Горький шоколад

Нина Охард
Все что не убивает нас - безнадежно калечит,

 если не физически, то морально.

 

Марина принадлежала к поколению людей, чьих родителей называли "дети войны". Хотя сложно даже представить себе не то что мать, но даже мачеху, более несправедливую и жестокую к своим детям, чем война. Детство и отца, и матери прошло под Ленинградом. Годы многое стерли в памяти, но слово хлеб навсегда осталось священнее, чем слово Бог. Немецкая речь вызывала отвращение и дрожь. Они не смотрели фильмы про войну, они ее помнили. Рассказы родителей о войне совсем не походили на то, что показывали в кино или писали в книгах. Лишенные пафоса и героизма, истории двух подростков переживших оккупацию, больше напоминали инструкцию по выживанию. Они рассказывали, как бегали по нейтральной полосе, собирали ящики с тушенкой, сбрасываемые американскими летчиками для наших солдат, как стреляли из рогатки воробьев и варили из них бульон, но одна история рассказанная мамой, особенно врезалась Марине в память.

«Случилось это в конце зимы сорок четвертого. Уже несколько дней рядом с деревней шли бои, и все ждали, когда, наконец, придут наши.
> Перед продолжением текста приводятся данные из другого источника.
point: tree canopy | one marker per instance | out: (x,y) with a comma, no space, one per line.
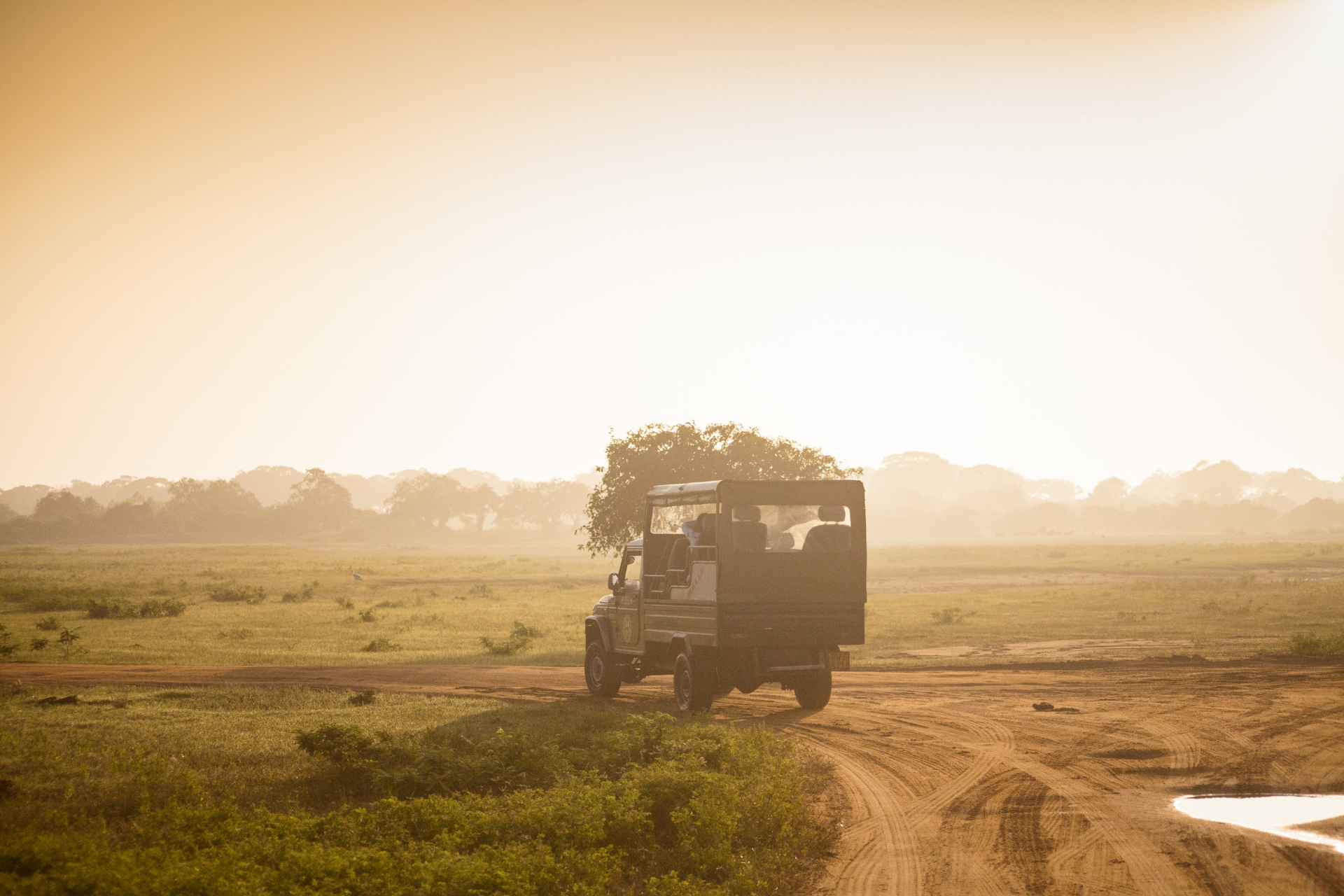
(660,454)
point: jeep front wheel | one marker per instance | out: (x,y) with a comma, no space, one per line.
(600,673)
(692,687)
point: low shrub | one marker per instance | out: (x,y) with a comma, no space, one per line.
(1316,645)
(524,801)
(304,594)
(235,593)
(152,609)
(381,645)
(109,609)
(155,609)
(67,644)
(519,640)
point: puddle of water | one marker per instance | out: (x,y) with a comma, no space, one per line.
(1272,814)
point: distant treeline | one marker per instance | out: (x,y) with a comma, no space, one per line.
(924,496)
(910,496)
(1322,516)
(429,505)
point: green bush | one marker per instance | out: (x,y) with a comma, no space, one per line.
(522,801)
(1316,645)
(155,609)
(381,645)
(234,593)
(302,596)
(519,640)
(112,609)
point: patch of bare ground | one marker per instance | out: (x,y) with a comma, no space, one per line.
(951,782)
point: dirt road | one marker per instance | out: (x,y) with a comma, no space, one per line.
(956,785)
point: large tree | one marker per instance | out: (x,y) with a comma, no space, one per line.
(660,454)
(320,501)
(429,500)
(553,505)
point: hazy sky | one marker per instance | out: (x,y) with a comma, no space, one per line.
(1077,239)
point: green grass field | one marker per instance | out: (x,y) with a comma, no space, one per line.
(235,790)
(433,606)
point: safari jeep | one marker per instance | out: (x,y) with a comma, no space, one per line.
(736,584)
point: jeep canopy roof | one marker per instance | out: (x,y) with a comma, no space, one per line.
(764,535)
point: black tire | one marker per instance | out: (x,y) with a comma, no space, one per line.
(692,687)
(601,675)
(813,692)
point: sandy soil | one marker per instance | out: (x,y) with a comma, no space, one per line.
(955,785)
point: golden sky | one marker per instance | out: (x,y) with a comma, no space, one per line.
(1077,239)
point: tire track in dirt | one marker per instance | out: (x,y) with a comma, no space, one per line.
(956,786)
(882,856)
(1152,874)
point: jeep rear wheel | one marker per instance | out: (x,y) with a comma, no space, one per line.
(600,673)
(692,687)
(813,692)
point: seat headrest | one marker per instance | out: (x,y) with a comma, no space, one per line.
(831,514)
Немцы уже ушли, но периодически появлялись отдельные группы вооруженных фашистов и рыскали по домам в поисках еды, теплых вещей и партизан. Дров не было, хвороста, собранного за день едва хватало, чтобы немного протопить дом. Мы спали одетыми на печи.
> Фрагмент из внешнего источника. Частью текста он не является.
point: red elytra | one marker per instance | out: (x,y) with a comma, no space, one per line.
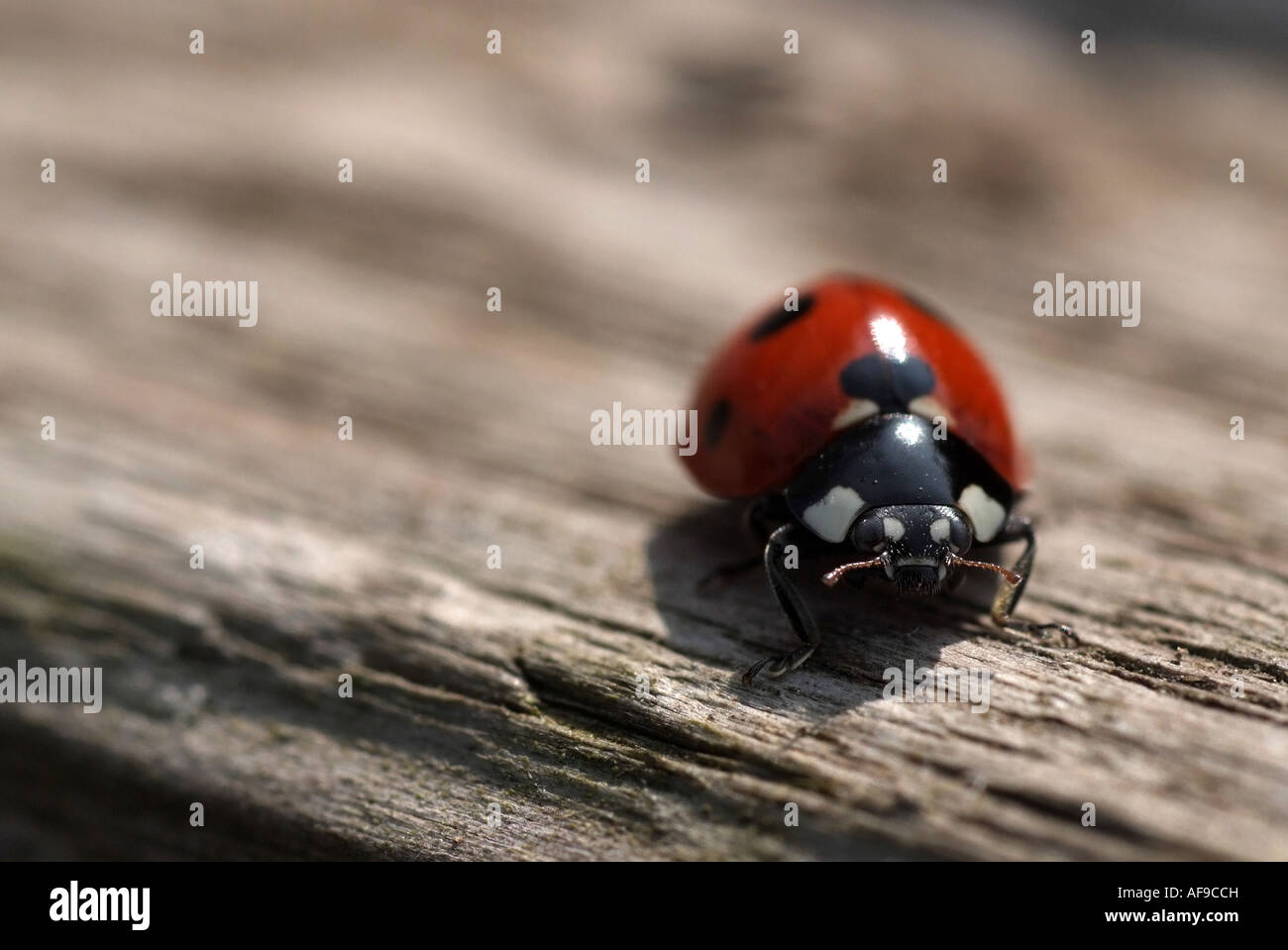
(769,400)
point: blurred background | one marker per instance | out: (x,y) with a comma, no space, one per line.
(472,426)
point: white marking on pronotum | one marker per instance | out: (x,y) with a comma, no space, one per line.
(832,516)
(857,411)
(984,512)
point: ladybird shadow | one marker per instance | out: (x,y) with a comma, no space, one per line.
(866,632)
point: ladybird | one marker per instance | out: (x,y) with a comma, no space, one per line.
(863,417)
Утром, еще смеркалось, сенях послышалась немецкая речь, мама побежала посмотреть, что случилось, а я спряталась за печку. Я слышала выстрелы и мамин крик, но от страха не могла даже пошевелиться. Потом в дом вошли двое фашистов, один направил на меня пистолет, раздался щелчок, но выстрела не прозвучало. Тогда другой вытащил меня и, взяв в охапку,  понес в сторону леса. Когда дом скрылся между деревьев, фашист поставил меня на снег и стал мне что-то говорить по-немецки. Я ждала, когда он, наконец, убьет меня, но он только говорил, говорил, говорил. Мне было страшно и холодно. Наверное, я плакала и звала маму. Он достал какой-то сверток и развернул. До этого я никогда не видела шоколад и даже не представляла о его существовании. Я смотрела на этот коричневый кусок и не понимала, что немец от меня хочет. Тогда фашист отломил дольку, положил себе в рот и стал демонстративно причмокивать, показывая как вкусно. Я тоже взяла кусок. Он был горький. Мне было страшно выплюнуть, я держала его во рту и морщилась. У нас дома не было ничего съестного, мне очень хотелось есть. Несмотря на горечь, я проглотила коричневую массу и попросила еще. Он отдал мне весь сверток и ушел. Я не знала, что делать. Я стояла, отламывая по кусочку, и ела шоколад. Сначала я надеялась, что мама пойдет меня искать. В моей голове не укладывалось, что маму убили. Вскоре я увидела зарево - это горела наша деревня. Взрывы снарядов раздавались все ближе и ближе. Мне стало страшно и шоколадка закончилась. Я бросила бумажку, в которую она была завернута, но из нее выпала фотография. На фото было трое детей. Я подумала, что можно будет ее выменять на еду и спрятала за подкладку пальто. Осколки снарядов пролетали совсем рядом. Оставаться было опасно. Я никогда не ходила через лес одна, но выбора не было, и я поплелась в соседнее село».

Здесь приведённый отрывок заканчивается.